Siemens Healthcare won an award for a device that remotely connects a patient’s hearing aid to TV, phones and music players.
iSaiSo launched a web-based subscription and mobile health app that provide real-time 24/7 wellbeing management alerts for aging seniors.
Real-Time Medical Monitoring
CES 2014 showcased innovative digital health technologies that have the potential to revolutionise the practice of patient care.
The scope and reliability of remote medical monitoring systems displayed at the show are manifestly better than those of the previous shows.
Imedipac introduced a smart pill box that makes it easy for patients to take their prescribed medication on time in right doses at regular intervals.
Cellular DUO launched the first and only integrated medical alert system with GSM/GPS technology to provide real-time medical monitoring services, automatic fall detection and location tracking for expedited personal emergency assistance.

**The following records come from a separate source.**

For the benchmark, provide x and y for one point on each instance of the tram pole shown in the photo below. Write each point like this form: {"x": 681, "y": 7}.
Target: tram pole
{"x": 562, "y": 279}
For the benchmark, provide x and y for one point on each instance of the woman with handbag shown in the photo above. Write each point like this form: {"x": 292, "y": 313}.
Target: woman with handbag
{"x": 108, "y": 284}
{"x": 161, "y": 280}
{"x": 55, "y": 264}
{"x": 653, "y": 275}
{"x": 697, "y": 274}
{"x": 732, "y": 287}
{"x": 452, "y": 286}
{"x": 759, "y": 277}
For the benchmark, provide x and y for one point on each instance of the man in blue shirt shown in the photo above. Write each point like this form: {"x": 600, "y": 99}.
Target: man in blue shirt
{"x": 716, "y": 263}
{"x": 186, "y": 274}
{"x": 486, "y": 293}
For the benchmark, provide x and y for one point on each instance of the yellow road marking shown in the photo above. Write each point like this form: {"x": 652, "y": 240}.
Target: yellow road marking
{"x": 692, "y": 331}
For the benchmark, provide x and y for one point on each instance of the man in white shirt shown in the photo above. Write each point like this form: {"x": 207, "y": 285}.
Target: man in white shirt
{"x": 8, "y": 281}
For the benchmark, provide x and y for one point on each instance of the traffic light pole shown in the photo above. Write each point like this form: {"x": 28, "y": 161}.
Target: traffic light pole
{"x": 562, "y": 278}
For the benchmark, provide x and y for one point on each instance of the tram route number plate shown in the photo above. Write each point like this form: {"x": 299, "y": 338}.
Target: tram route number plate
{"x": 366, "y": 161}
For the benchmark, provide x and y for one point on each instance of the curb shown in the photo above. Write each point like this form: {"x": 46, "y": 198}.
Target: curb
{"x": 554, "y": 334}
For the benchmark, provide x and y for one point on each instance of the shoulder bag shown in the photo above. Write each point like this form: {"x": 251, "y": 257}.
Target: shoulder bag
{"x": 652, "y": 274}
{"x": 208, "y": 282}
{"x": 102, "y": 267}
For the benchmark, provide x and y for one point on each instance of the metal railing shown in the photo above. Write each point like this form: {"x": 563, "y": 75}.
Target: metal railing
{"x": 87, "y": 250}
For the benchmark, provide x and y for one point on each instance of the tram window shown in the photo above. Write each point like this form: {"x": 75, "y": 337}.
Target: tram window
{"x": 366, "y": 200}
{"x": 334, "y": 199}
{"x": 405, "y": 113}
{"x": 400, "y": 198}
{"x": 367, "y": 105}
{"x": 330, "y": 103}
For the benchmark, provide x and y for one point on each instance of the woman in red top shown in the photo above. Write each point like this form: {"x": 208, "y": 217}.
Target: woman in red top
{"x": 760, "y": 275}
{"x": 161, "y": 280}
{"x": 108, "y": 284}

Vancive Medical Technologies displayed its Metria Informed Health Technology Platform that offers a host of disposable, adhesive, sensor-based products useful in health monitoring and clinical applications.
SMK Electronics presented a video game that assists patients suffering balance and gait disorders to assist in motion coordination.
3D Printed Organs
While not exactly on sale yet, 3D printed organs made as much news as 3D printed cars at CES 2014.
Regenovo showcased its new technology that can build up layers of biological materials and living cells to create living tissues using complex 3D models.
Regenovo is the first company to demonstrate printing of high viscosity materials, low cell damaging rate during printing process and technology suitable for assembling under sterile conditions.